Oxford Language Dictionaries was always a useful resource. It was able to translate words from a variety of different languages into another variety of different languages. Recently this resource has been combined with other Oxford University Press online dictionaries to form Oxford Dictionaries online. You can now access the following all in one place:

  • Translating, grammar and pronunciation tools for English, German, Chinese, French, Spanish, Russian and Italian.
  • The ability to search for phrases/proverbs – and translate your phrases so you can find their foreign language equivalents (or vice versa)
  • Find rhyming words – great if you want to write a poem or tell a silly joke!

Many of the old favourites have remained in the new format including being able to listen to words pronounced correctly. Perhaps the best advantage of the new system is the ability to use it on your smartphone.

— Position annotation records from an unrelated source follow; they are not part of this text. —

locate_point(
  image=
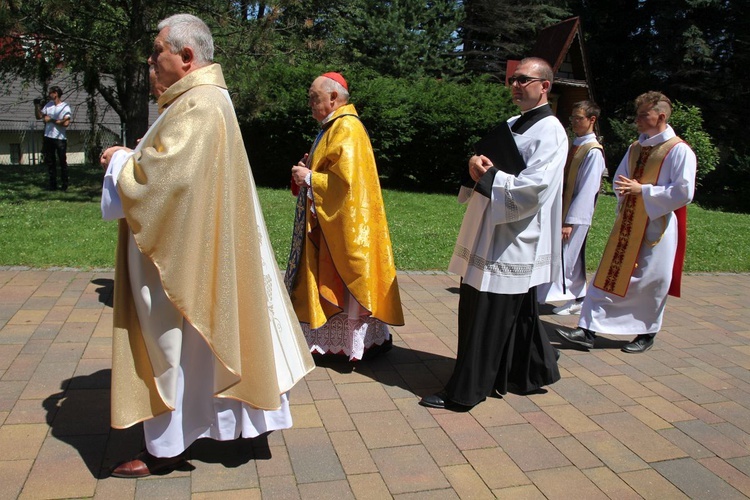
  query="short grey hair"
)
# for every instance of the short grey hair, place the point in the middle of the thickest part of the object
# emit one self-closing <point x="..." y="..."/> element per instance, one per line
<point x="186" y="30"/>
<point x="542" y="66"/>
<point x="329" y="85"/>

Anyway, don’t take my word for it. Have a go yourself: www.oxforddictionaries.com

A couple of notes before getting started:

  • If you’re used to the old version, the new format may take some getting used to. Don’t give up. It really is very good!
  • TIP! When on your phone, choose the three lines in your top-right corner to show a menu with all the languages you can access. On a computer you will have more options but this position for the language menu is still important.
  • When logging in from your phone you may need to scroll down quite a way to find the library card number box (no need for a username and password, just the card number).
  • TIP! Clicking on the logo will take you back to the main home page if you’re feeling a bit lost!